In other words, you were surrounded by the young members of the Communist dictatorship’s inner circle.

“More overtly dissident friends lived in a niche society mixing with each other, passing Samizdat books around […]”

Would the author explain, please, whether and how did the group of “dissident friends” differ from the circle of dictatorship’s young members?

At the end of the article the author writes “Next week I will go back to Berlin and catch up with the old friends and the old stories. And as an honorary Ossi […]”

Catching up with Egon Krenz’s son and the like? What does the phrase “honorary Ossi” mean? Does it refer to both the guards of the Concentration Camp East Germany and the prisoners alike? The same word for both the perpetrators and the victims?

Note that Communists’ victims are eliminated from this narrative.

Now, let us do a little Gedankenexperiment. Imagine an analogous text about the Nazi regime. Replace names of the Communist officials with the Nazi ones. Substitute friendship with young people from the Communist inner circle for friendship with the young from the Nazi core. Eliminate victims of Nazism from the story about Nazism. How would you react to such article?

In sum, this narrative is not reliable.

In November 1989, I was a doctoral student at the University of Florida in the US. Having returned to Poland in 1995, I gradually learned that the Communist system of repression remained in place. I was refused participation in a Polish-American scientific conference in the field of my PhD studies. No explanation was given. I was constantly harassed and acutely discriminated in my university job. Later, when I openly demanded that my rights, declared theoretically in the constitution, be respected, I was expelled from the university. The year was 2015. I come from a family persecuted under Communism. My wife was also dismissed from her job for political reasons in 2015. Typical Communist methods were used against her as well.

There is much more to Communism than the Berlin Wall.

Look who is not speaking

Comment on The Times article ‘East was best — and then the Soviets sold us out,’ says East Germany’s last leader by Peter Conradi.

The subject of the ‘fall of Communism’ is misunderstood and mis-narrated, to put it mildly. You should look at it critically and ask lots of questions.
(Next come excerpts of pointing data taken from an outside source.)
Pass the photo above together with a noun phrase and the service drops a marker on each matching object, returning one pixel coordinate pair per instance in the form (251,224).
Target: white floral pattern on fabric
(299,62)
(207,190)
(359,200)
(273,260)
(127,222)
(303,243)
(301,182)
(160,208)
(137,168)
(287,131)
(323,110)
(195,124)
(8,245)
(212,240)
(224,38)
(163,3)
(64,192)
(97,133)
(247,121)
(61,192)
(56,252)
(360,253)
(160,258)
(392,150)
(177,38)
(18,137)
Notice the absence of stories about Communism’s victims. Instead you get stories about those replaced in 1989-90 who ran the criminal state. Then, with the partial exception of East Germany, it becomes a narrative about an internal power struggle among the Communists themselves.

Communism, as implemented in Eastern Europe, is the most advanced form of dictatorship ever implemented. Note the present tense in the preceding sentence. Has it really collapsed like a house of cards, undone by internal dissenters originating from the core of the Communist regime?

I come from a Polish family persecuted by the Communists and I can firmly say that the Communism has not fallen. The people, the organisation, the methods are all in place and functioning. The symbolic layer has been repainted, though not entirely. The simplistic announcements that Communism has fallen, if anything, indicate a failure of an intellectual enterprise.